For those who wanna skip all the babble below this para on why I thought what I thought just jump to the Modified Problem Statement in the Edit.
Seems pretty easy, right? Until you are me who misread the given constraint on the repetition of the digits as this – "the numbers can be repeated as many times as their magnitude". So, this would imply $0$ being repeated $0$ times, so it will occur only $1$ time. Similarly, $1$ will repeat $1$ time so it will occur only $2$ times, and so $2$ occurs $3$ times, $3$ occurs $4$ times, and so on. If we were to write the multiset for the digits from which we can choose from then, the multiset would be
$$(\{(0,1),(1,2),(2,3),(3,4),(4,5),(5,6)\})$$
And after spending a lot of time I thought why not try to find a solution here, because I was not able to get one.

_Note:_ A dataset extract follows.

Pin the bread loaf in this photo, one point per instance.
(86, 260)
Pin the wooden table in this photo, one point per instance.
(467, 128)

My Attempt at a solution to my proposed problem:-
The first digit can be anyone of the five non-zero digits. Assuming the non zero digits to be distinct, we get the total no of nonzero digits to be $20$, hence no of ways of selecting the first digit (i.e. the digit at the thousandths place) is $\displaystyle{{20}\choose{1}}$ and the remaining $20$ digits can be arranged in $3$ remaining spaces is ${}^{20}P_3$. Since we had assumed all the digits to be distinct (even those which were repeating), hence we need to set the overcount that we did due to repetition of arrangements hence we divide the ways of arranging by $(4!)^3.3!.2!.1!$ due to $3,4,5$ can have $4$ copies each in the arrangement, the digit $2$ has $3$ copies and the digit $1$ has $2$ copies. Hence, the total no of ways can be given as
$$\dfrac{\displaystyle{{20}\choose{1}}.{}^{20}P_3}{(4!)^3.3!.2!}$$.
On calculating this comes out to be a fraction. So, this is definitely not the correct approach.
Edit:- For all those who are solving the problem as given in the Problem Statement in the quotes, what I was wanting was that what if instead of the constraint the question had placed the constraint had been what I had interpreted it initially which I have already written just below the quote, i.e. "the numbers can be repeated as many times as their magnitude"
So, lets state the problem that I am trying to solve if you wanna skip all the babble in the first part
Modified Problem Statement:-
Find the number of numbers of four digits that can be made from the digits $0,1,2,3,4,5$ if digits can be repeated as many times as their magnitudes. How many of these numbers have at least one digit repeated?
Best Answer
The first part is simple. except zero, all digits can go at first and the remaining positions can be either of the six digits. So the total number of 4-digit numbers is:
$$A=5\times6\times6\times6$$
For the second part, the number of 4-digit numbers with no repeat is
$$B=5\times5\times4\times3$$
So the number of them with at least one repeat is $A-B$.